Egyptology is of interest to me. Baigent goes on about the religious beliefs of the Egyptians. Page 169,

"Dr. Jeremy Naydler, who has made a study of the deeper mysteries expressed in the Egyptian texts, stresses that we must never allow ourselves to forget the experiential (my emphasis) nature of these ancient religious writings."

Speaking of Egyptian temple rituals using the terminology appropriate, Baigent mentions some notions that I believe are equivalent to Hindu spiritual belief and practice, notions that move across cultural lines.

Page 169

"Under usual circumstances, this state would translate as "sleep," but in this specific ritual context, it indicates something more akin to a state of trance or meditation. Its main use, scholars think, was during the animation rite for sacred statues called "the Opening of the Mouth" when divine power was called down to reside in the statue, which was thereby rendered sacred. This same rite also formed part of the funerary practices. it is evident, in the latter case at least, that while in this ritual state the priest somehow moved into the world of the dead, the Far-World, and that on his return he was able to describe what he had experienced as a dead person.... seems to have happened regularly during these rituals.

Page 170

"We can be confident, I would suggest, that this ritual journey was not just an intellectual invention or some kind of priestly drama, a "pious fraud" that provided smoke and noise enough to impress but little true fire.

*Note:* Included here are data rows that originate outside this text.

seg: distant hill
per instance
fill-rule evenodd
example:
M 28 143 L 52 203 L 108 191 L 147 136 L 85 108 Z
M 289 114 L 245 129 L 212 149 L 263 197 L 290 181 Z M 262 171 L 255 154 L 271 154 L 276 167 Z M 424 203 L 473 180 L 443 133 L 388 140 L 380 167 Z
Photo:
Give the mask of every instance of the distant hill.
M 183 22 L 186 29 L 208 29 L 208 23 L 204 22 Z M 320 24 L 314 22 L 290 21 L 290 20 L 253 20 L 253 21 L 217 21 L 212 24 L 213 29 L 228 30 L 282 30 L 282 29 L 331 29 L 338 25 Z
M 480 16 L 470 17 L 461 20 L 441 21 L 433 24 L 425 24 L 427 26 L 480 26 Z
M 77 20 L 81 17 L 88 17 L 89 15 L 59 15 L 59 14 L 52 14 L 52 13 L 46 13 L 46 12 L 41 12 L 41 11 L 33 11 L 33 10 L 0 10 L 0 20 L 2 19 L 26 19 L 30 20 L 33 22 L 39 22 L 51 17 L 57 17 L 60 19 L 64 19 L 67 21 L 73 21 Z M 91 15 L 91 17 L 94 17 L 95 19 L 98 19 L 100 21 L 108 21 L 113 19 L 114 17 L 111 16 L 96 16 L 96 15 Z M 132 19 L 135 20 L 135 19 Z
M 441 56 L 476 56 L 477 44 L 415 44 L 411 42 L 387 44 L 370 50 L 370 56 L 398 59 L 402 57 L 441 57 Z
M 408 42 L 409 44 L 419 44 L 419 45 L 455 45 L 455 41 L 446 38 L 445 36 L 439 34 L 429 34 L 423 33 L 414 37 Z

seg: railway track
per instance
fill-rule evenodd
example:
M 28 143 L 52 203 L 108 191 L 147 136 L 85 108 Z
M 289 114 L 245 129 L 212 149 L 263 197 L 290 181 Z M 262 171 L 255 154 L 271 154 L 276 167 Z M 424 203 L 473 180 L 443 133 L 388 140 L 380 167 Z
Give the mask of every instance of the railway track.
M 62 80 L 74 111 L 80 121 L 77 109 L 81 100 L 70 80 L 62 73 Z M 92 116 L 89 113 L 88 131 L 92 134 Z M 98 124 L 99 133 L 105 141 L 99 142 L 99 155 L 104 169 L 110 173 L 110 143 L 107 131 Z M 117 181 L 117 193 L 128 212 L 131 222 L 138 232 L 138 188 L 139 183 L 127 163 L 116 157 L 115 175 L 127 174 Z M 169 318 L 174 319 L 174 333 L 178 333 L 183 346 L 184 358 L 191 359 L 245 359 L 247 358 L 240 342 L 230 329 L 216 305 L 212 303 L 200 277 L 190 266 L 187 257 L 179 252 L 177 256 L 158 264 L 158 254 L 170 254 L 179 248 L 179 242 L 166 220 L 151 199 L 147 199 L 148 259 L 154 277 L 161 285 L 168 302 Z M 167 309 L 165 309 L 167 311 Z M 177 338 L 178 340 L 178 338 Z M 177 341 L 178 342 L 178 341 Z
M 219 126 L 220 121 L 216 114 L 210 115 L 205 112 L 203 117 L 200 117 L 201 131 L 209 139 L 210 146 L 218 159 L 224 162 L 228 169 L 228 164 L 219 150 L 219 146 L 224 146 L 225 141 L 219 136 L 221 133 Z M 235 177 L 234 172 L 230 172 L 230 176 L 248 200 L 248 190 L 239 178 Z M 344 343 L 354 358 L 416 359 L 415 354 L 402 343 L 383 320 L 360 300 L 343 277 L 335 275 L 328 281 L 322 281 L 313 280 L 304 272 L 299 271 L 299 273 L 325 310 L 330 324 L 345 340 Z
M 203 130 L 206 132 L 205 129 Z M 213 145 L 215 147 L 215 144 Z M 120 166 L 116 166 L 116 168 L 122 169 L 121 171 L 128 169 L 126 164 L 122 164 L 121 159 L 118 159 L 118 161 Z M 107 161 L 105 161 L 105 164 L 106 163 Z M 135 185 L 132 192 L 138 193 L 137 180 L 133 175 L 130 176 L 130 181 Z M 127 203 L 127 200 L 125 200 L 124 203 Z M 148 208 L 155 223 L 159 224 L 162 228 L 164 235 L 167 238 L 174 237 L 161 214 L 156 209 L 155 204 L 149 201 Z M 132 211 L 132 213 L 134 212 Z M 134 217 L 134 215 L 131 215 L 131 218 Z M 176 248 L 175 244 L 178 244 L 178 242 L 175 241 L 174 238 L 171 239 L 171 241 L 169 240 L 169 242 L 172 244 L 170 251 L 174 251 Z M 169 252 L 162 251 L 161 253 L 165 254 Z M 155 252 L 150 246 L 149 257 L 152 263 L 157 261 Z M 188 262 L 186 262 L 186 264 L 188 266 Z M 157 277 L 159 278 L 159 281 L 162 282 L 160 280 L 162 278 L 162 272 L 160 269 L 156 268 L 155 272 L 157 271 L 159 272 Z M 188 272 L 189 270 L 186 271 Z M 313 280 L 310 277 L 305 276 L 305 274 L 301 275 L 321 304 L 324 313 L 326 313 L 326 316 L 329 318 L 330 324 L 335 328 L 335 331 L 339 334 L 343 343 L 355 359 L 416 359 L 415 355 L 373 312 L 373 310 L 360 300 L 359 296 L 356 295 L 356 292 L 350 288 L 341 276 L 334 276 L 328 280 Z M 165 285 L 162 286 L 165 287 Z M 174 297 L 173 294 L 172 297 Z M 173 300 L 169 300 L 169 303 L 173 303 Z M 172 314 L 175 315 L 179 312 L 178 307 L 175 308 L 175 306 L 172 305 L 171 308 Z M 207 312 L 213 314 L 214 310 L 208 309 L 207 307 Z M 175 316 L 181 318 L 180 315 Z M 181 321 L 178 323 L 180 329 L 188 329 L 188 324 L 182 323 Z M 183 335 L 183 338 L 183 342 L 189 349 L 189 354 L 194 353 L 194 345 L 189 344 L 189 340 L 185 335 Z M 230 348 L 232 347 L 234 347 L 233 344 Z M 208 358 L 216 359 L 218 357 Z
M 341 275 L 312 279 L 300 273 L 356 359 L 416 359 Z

Around the late third to early fourth centuries A.D. the philosopher Iamblichus of Apamea, one of the most prominent Platonic scholars of his era, was teaching in what is now Lebanon. His teaching was centered upon what he called THEURGY,... that is, "working with" the gods. He contrasted this with THEOLOGY - "Talking about" the gods. He was interested in practical effects rather than intellectual argument; he wanted his students to know, not just to believe.